In our study, associations between early AR and cardio-metabolic risk markers at 13.5 years were fully mediated by fat mass measured at the same age. This suggests the presence of an indirect pathway between AR and later risk outcomes, with children who rebound earlier having higher fat mass at 13.5, and consequently, higher fasting insulin, triglycerides, HOMA-IR and systolic blood pressure. Similar pathways were observed in younger Chilean children [9].

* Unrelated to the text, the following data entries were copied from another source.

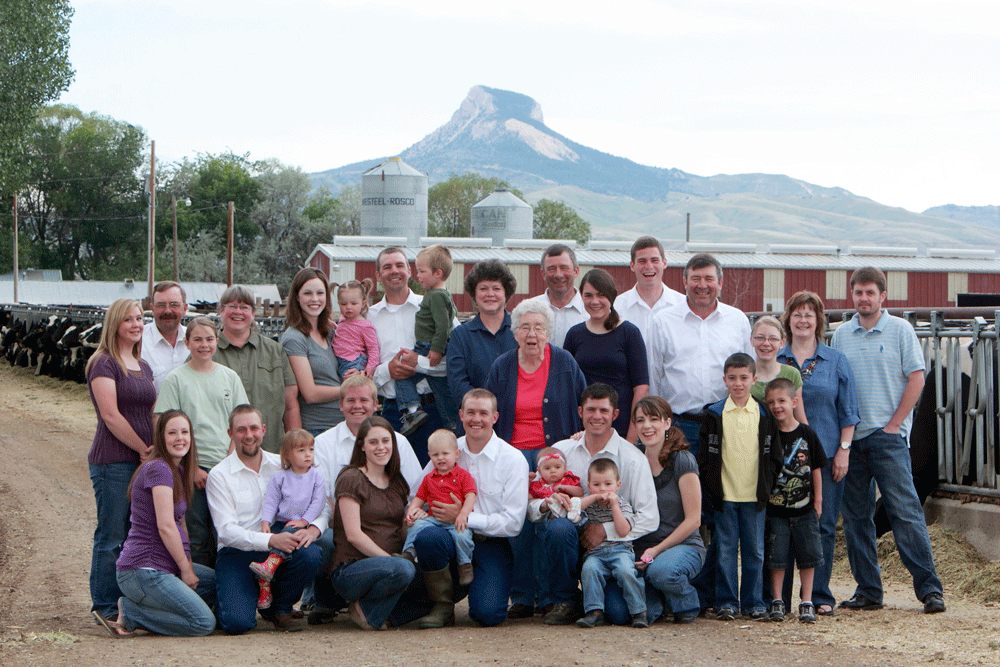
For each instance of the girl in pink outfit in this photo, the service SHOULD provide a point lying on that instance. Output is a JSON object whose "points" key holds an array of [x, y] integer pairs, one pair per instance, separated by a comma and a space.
{"points": [[355, 342]]}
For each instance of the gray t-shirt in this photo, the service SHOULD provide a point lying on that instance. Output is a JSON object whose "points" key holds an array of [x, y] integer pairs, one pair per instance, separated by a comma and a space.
{"points": [[668, 501], [323, 363]]}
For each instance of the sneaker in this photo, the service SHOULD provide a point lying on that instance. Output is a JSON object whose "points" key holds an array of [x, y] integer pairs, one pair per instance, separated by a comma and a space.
{"points": [[726, 614], [592, 619], [411, 422], [563, 613], [520, 610], [862, 602], [934, 603]]}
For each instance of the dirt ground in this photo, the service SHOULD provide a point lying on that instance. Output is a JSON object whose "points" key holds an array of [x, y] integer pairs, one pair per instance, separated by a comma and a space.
{"points": [[46, 524]]}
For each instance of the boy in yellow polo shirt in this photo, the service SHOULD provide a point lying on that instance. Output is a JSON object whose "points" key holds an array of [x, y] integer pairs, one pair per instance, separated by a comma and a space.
{"points": [[738, 456]]}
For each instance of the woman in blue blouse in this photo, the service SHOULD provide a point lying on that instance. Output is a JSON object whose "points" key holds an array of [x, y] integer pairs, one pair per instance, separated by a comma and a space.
{"points": [[608, 349], [476, 344], [831, 404]]}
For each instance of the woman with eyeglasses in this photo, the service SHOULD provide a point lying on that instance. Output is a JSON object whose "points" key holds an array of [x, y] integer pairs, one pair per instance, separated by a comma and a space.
{"points": [[537, 387]]}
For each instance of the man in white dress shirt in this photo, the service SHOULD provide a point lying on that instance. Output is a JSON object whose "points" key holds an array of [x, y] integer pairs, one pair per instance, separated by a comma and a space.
{"points": [[394, 317], [501, 475], [560, 270], [163, 345], [598, 409], [689, 343], [236, 489], [334, 447], [649, 296]]}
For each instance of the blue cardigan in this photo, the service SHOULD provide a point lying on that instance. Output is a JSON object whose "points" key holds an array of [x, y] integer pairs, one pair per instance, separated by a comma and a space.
{"points": [[562, 394]]}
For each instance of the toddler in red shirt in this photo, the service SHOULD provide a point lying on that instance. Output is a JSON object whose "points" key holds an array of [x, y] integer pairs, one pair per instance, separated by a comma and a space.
{"points": [[555, 491], [445, 483]]}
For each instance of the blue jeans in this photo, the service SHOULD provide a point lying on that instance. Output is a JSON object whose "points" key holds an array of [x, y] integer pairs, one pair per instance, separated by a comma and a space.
{"points": [[110, 483], [739, 532], [492, 565], [160, 602], [618, 562], [884, 459], [407, 396], [417, 440], [463, 540], [236, 585], [343, 365], [376, 583]]}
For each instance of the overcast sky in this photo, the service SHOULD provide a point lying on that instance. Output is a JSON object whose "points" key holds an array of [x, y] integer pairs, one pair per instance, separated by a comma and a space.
{"points": [[896, 101]]}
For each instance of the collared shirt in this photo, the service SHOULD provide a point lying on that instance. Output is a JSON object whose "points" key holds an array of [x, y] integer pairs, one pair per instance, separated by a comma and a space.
{"points": [[264, 369], [572, 313], [394, 325], [501, 475], [829, 396], [633, 471], [882, 359], [630, 307], [161, 356], [335, 446], [236, 500], [472, 349], [740, 451], [687, 354]]}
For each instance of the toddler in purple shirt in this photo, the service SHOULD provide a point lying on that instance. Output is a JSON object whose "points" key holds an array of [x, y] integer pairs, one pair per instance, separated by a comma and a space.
{"points": [[294, 499]]}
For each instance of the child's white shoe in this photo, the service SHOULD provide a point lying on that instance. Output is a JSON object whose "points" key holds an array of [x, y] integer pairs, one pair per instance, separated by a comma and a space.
{"points": [[574, 510]]}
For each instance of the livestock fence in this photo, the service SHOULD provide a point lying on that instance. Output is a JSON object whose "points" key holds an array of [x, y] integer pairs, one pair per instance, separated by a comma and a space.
{"points": [[954, 445]]}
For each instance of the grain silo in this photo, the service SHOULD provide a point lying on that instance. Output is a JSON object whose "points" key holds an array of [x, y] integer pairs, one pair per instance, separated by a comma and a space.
{"points": [[501, 216], [394, 201]]}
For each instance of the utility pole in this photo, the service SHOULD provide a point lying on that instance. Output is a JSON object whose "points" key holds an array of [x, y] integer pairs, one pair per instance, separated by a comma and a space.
{"points": [[173, 213], [229, 244], [16, 268], [152, 216]]}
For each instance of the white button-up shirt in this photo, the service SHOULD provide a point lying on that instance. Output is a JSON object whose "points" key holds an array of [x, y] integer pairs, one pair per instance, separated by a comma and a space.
{"points": [[687, 354], [161, 356], [569, 315], [637, 488], [236, 500], [501, 475], [334, 447]]}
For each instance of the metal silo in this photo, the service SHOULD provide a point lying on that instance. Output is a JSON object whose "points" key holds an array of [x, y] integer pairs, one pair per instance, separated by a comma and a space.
{"points": [[502, 216], [394, 201]]}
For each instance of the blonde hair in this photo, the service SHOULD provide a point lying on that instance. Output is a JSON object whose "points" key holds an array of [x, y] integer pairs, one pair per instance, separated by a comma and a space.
{"points": [[297, 437], [438, 259], [117, 313]]}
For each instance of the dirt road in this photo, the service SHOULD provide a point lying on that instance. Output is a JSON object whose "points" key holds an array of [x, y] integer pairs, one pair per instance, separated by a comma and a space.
{"points": [[46, 525]]}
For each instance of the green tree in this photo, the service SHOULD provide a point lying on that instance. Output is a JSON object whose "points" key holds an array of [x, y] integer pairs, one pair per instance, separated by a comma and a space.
{"points": [[449, 203], [557, 220], [34, 69], [84, 206]]}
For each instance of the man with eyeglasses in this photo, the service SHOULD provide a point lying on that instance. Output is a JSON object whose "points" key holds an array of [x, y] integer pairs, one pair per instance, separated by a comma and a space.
{"points": [[262, 365], [163, 345]]}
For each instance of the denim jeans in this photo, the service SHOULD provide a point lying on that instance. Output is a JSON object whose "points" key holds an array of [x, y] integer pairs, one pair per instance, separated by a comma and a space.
{"points": [[616, 561], [358, 364], [160, 602], [884, 459], [739, 540], [237, 590], [376, 583], [201, 530], [463, 540], [407, 396], [110, 483], [492, 565]]}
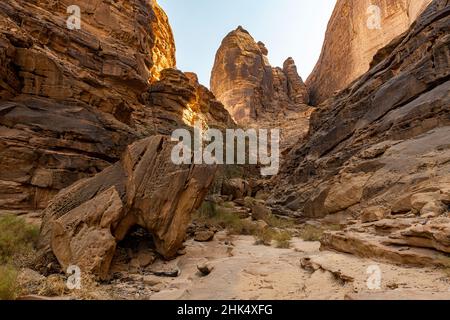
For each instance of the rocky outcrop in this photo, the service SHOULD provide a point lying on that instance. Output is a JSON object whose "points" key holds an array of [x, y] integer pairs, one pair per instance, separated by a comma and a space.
{"points": [[379, 149], [250, 89], [354, 36], [84, 222], [71, 101]]}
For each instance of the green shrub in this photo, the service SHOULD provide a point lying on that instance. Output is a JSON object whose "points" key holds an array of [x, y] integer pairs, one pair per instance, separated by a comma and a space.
{"points": [[222, 217], [8, 283], [313, 233], [17, 238]]}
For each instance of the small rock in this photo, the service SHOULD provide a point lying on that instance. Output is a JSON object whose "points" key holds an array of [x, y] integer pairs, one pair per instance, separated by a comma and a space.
{"points": [[145, 258], [204, 236], [151, 281], [205, 268]]}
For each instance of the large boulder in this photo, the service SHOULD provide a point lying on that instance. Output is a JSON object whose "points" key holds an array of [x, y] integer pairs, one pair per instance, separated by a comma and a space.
{"points": [[84, 222], [71, 101]]}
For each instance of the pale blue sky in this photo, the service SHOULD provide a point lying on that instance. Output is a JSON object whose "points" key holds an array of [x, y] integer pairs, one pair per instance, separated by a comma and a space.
{"points": [[288, 28]]}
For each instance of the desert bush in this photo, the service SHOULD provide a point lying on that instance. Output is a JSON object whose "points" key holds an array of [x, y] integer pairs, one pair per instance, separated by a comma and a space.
{"points": [[313, 233], [8, 283], [212, 214], [267, 235], [17, 239]]}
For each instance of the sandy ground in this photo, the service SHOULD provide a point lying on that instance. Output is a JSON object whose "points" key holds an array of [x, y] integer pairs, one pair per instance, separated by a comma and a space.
{"points": [[243, 270]]}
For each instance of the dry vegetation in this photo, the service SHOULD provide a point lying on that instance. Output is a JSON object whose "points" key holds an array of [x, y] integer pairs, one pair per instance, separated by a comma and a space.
{"points": [[17, 244], [215, 215]]}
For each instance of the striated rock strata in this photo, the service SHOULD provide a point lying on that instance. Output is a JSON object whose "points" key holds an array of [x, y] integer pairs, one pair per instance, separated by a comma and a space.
{"points": [[378, 155], [352, 39], [72, 100], [84, 222]]}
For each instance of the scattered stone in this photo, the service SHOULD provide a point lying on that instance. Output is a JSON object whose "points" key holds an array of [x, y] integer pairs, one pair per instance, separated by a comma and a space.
{"points": [[205, 268], [204, 236]]}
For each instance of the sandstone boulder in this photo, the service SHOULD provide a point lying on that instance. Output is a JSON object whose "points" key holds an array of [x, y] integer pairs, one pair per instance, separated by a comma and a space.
{"points": [[71, 101], [84, 222]]}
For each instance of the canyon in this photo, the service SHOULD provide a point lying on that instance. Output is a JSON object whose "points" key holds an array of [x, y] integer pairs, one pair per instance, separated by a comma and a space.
{"points": [[86, 118]]}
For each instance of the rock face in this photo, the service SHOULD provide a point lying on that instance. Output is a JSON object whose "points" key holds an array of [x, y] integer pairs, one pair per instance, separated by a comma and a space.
{"points": [[354, 36], [251, 90], [72, 100], [379, 150], [84, 222]]}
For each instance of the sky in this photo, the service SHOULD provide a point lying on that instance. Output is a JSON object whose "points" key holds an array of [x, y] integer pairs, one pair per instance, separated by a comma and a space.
{"points": [[289, 28]]}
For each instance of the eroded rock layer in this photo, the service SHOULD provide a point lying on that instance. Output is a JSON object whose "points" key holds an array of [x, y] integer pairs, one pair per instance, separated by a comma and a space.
{"points": [[72, 100], [379, 152], [354, 35], [249, 87], [84, 222]]}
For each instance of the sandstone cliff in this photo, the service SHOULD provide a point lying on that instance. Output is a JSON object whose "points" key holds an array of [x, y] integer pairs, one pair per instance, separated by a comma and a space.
{"points": [[249, 87], [352, 39], [377, 156], [72, 100]]}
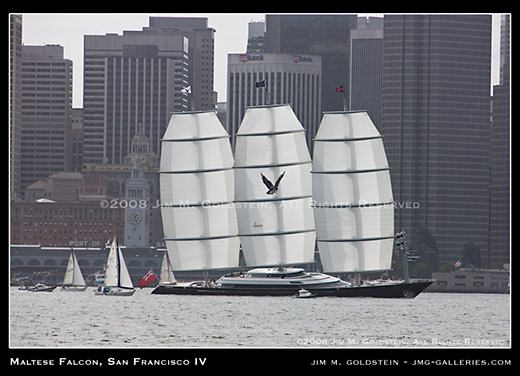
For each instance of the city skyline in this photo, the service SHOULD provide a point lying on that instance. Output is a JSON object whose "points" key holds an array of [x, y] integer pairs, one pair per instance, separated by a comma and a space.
{"points": [[47, 28]]}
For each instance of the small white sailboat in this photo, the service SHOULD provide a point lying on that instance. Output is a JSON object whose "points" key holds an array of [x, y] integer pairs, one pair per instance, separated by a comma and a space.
{"points": [[167, 278], [73, 280], [117, 279]]}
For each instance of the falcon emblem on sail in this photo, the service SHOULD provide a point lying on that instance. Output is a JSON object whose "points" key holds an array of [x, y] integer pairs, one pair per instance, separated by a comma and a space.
{"points": [[272, 189]]}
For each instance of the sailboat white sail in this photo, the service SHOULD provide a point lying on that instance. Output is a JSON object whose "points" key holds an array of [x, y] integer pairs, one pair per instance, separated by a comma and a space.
{"points": [[273, 188], [353, 201], [117, 279], [197, 189], [166, 278], [73, 280]]}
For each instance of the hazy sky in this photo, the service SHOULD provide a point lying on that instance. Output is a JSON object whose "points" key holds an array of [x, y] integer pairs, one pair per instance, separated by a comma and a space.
{"points": [[230, 37]]}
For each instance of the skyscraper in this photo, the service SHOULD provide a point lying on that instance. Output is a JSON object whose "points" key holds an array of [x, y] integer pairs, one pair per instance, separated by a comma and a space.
{"points": [[500, 225], [327, 36], [260, 79], [436, 85], [130, 79], [366, 68], [15, 101], [46, 116], [200, 52]]}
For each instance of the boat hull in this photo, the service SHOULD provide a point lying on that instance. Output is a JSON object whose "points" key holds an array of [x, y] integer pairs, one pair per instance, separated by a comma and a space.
{"points": [[43, 289], [391, 290], [73, 288], [114, 291]]}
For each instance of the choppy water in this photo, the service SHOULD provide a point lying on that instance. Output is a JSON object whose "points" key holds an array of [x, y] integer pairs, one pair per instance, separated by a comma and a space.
{"points": [[66, 319]]}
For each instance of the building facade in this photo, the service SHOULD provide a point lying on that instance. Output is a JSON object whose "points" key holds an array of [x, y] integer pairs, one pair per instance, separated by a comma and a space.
{"points": [[15, 102], [366, 71], [130, 79], [46, 116], [69, 224], [436, 126], [472, 281], [500, 206], [260, 79], [327, 36], [200, 52]]}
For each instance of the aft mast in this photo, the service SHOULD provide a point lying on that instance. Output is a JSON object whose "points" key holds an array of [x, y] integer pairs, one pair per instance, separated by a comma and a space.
{"points": [[353, 201]]}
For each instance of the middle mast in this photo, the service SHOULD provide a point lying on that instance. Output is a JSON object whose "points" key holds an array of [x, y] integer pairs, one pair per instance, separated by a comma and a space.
{"points": [[273, 188]]}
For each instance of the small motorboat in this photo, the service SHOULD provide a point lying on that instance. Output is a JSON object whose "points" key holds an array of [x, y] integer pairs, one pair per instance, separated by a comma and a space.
{"points": [[40, 287], [302, 293]]}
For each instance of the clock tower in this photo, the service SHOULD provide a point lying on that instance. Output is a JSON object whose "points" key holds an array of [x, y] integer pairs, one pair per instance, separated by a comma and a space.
{"points": [[137, 210]]}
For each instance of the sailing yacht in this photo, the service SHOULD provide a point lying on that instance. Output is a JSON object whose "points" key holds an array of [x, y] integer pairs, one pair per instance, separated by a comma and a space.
{"points": [[167, 278], [117, 279], [277, 214], [353, 201], [73, 280], [197, 192]]}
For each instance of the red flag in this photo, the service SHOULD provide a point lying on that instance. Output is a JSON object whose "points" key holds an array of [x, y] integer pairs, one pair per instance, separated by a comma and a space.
{"points": [[147, 279]]}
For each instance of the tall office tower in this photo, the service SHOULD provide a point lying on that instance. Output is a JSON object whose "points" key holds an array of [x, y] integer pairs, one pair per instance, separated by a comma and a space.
{"points": [[436, 123], [255, 80], [500, 225], [200, 51], [327, 36], [46, 113], [366, 68], [15, 102], [130, 79], [256, 38]]}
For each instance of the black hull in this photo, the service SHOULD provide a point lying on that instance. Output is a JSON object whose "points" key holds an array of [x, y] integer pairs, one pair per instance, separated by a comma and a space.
{"points": [[393, 290]]}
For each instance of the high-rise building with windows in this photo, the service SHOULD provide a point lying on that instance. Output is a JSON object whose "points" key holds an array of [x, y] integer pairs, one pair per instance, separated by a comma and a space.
{"points": [[500, 217], [200, 51], [261, 79], [327, 36], [15, 102], [46, 114], [436, 126], [130, 79], [366, 68]]}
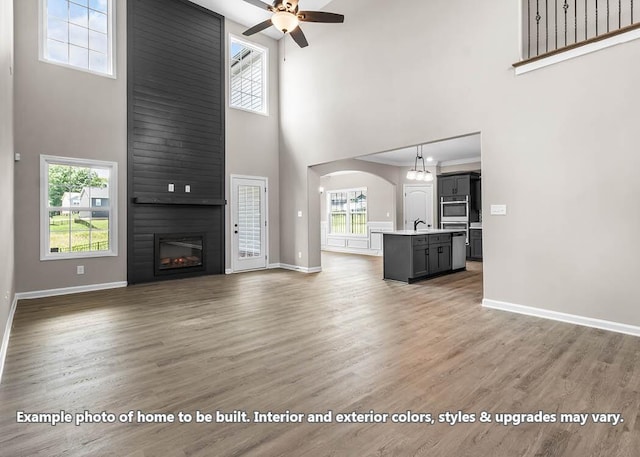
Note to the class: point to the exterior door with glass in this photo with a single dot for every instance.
(249, 223)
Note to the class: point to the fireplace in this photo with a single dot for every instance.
(179, 253)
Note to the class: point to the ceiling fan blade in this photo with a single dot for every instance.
(298, 37)
(320, 16)
(258, 28)
(259, 4)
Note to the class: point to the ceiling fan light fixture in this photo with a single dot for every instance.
(285, 21)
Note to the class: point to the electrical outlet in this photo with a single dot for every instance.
(498, 210)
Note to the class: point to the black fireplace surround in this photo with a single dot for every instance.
(175, 97)
(179, 252)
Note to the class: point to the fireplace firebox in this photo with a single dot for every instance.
(179, 253)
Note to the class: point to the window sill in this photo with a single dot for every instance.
(79, 255)
(623, 35)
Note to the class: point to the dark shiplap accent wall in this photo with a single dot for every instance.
(175, 129)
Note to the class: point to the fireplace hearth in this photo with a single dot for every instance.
(179, 253)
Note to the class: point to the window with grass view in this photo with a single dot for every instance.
(348, 212)
(78, 33)
(78, 208)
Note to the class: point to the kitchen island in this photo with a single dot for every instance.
(411, 256)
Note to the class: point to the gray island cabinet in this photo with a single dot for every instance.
(412, 256)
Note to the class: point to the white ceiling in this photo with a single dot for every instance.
(246, 14)
(465, 149)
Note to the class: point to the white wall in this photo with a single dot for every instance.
(7, 284)
(370, 85)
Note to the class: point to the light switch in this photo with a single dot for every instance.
(498, 210)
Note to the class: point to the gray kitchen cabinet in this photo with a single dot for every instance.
(440, 253)
(475, 244)
(420, 261)
(412, 256)
(455, 185)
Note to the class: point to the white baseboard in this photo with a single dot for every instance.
(371, 252)
(7, 332)
(562, 317)
(286, 266)
(69, 290)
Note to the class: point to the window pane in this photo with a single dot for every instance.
(58, 183)
(98, 22)
(98, 62)
(78, 15)
(58, 8)
(98, 42)
(57, 30)
(80, 236)
(100, 5)
(82, 222)
(59, 230)
(78, 35)
(78, 57)
(249, 221)
(247, 77)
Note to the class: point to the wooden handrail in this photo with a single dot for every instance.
(604, 36)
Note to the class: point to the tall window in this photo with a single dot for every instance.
(78, 208)
(247, 76)
(348, 212)
(78, 33)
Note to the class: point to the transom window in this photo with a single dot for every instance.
(78, 208)
(247, 76)
(348, 212)
(78, 33)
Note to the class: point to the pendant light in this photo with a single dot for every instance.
(419, 175)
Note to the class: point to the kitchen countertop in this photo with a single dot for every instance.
(418, 232)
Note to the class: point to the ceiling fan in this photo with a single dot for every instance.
(287, 17)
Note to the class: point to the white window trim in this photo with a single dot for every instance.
(265, 69)
(345, 235)
(44, 207)
(111, 41)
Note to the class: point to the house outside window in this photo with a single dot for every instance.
(247, 76)
(78, 34)
(78, 208)
(348, 212)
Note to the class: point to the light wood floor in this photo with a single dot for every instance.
(342, 340)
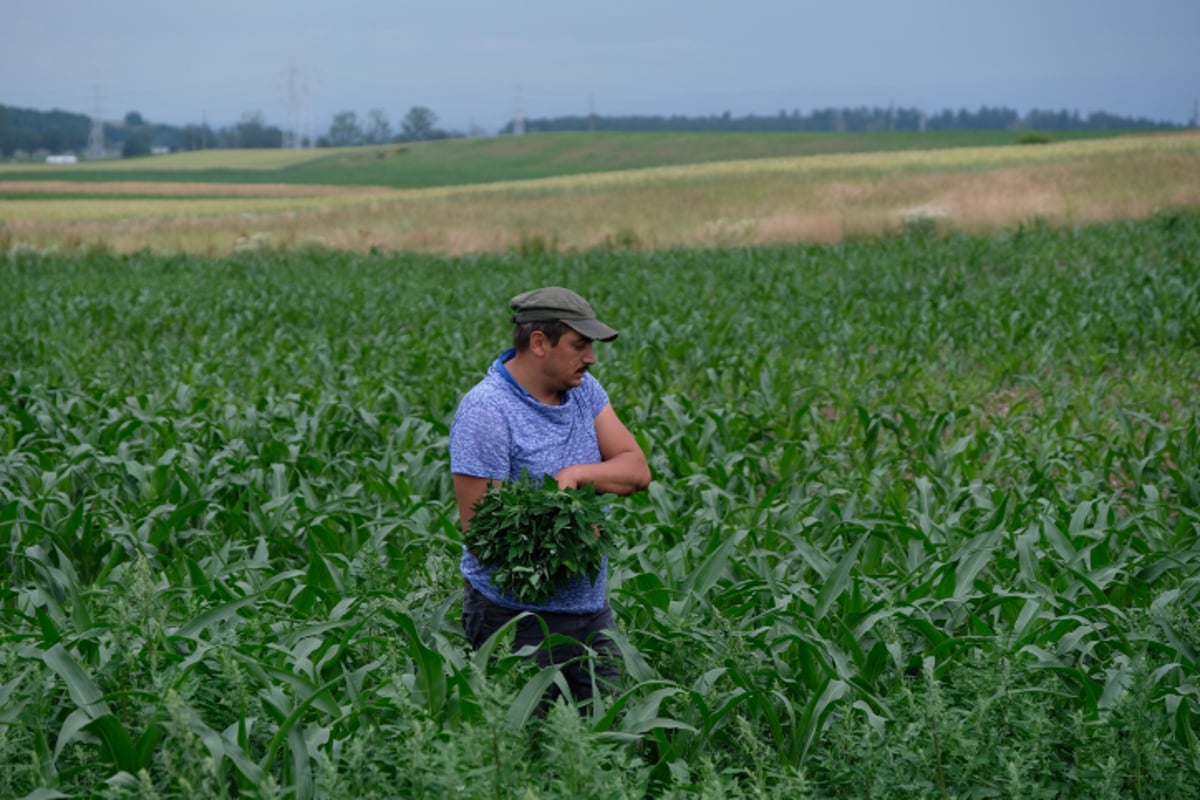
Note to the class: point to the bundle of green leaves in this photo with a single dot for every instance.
(538, 536)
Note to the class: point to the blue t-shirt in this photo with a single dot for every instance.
(501, 431)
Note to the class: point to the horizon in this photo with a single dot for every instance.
(478, 64)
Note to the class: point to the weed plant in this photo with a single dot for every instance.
(924, 523)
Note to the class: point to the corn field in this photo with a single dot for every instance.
(924, 523)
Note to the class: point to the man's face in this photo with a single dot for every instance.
(569, 360)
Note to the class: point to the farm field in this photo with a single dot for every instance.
(925, 519)
(489, 160)
(576, 193)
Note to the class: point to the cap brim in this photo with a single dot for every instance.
(592, 329)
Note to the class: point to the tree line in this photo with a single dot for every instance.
(853, 120)
(28, 131)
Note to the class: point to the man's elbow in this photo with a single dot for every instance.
(641, 476)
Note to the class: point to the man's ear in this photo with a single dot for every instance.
(539, 343)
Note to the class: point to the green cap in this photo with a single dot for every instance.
(555, 304)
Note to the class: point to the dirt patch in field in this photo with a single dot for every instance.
(118, 188)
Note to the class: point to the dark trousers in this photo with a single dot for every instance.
(481, 618)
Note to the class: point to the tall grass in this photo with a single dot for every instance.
(923, 524)
(826, 198)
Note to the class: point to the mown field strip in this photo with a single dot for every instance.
(821, 198)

BMI and skinfold growth might help to identify children at risk of obesity, Type 2 diabetes and CVD in later life; however, they remain problematic to monitor and AR is rarely used in a clinical setting. Data on height and weight need to be collected frequently through childhood, and even if enough measures are available, the age at rebound can only be identified retrospectively. It has been suggested that BMI at age 7 could be a more feasible alternative to AR in assessing later obesity as correlations of BMI at age 7 with BMI measured at 18 and 21 years are similar in magnitude to those between AR and later BMI [38]. In our study, the correlation between BMI at age 7 and 13.5 was comparable in magnitude to that between BMI-derived AR and BMI at age 13.5 (results not shown). We are currently following up the cohort, and will be able to test whether this trend continues in early adulthood.

Strengths and limitations

The availability of frequently and prospectively collected anthropometry constitutes a major strength of the study. Only 4% of the children had fewer than three measures of BMI and/or skinfolds; hence, it is unlikely that their exclusion affected the results. Complete information on BMI and skinfolds was available for 76% of the children. Sixty-four (10%) were missing values at only one time point, while 24 (4%) were missing values at 2 time points. Most missing values occurred before the age of 3 (N = 18 [3% of the total sample]) or after 8.5 (N = 48 [7% of the total sample]) and therefore are unlikely to bias the AR values. A sensitivity analysis, including only children with complete measures of BMI and skinfolds, showed that estimates of AR were not affected by missing values. Generalisability of the results constitutes an important limitation. We were only able to assess skinfolds as direct measures of adiposity, since bio-impedance data were first collected at the 5-year follow-up. Skinfolds only measure adipose tissue at one location; therefore, they might give different results from total body fat. Although different models were fitted and care was taken in choosing the appropriate confounders, other unmeasured variables (e.g. fat mass at time of rebound) could attenuate the observed associations.

Conclusion

A rebound in adiposity as measured by skinfolds was detected in the majority of children. BMI-derived AR and skinfold-derived AR were different, thought the latter might contribute to the overall trend of BMI. Regardless of when BMI and skinfold rebound occur, they exhibited similar associations with obesity and cardio-metabolic risk factors at 13.5 years. These associations were not attenuated by BMI/skinfold at time of AR, but were fully explained by fat mass at 13.5 years. Although is not a true measure of adiposity, BMI rebound predicted later cardio-metabolic risk markers similarly to skinfold rebound. The ease of measurement makes BMI-derived AR a more achievable indicator in practice. Identifying the determinants of an early age at AR is the next essential step in understanding how to prevent later obesity and related disorders.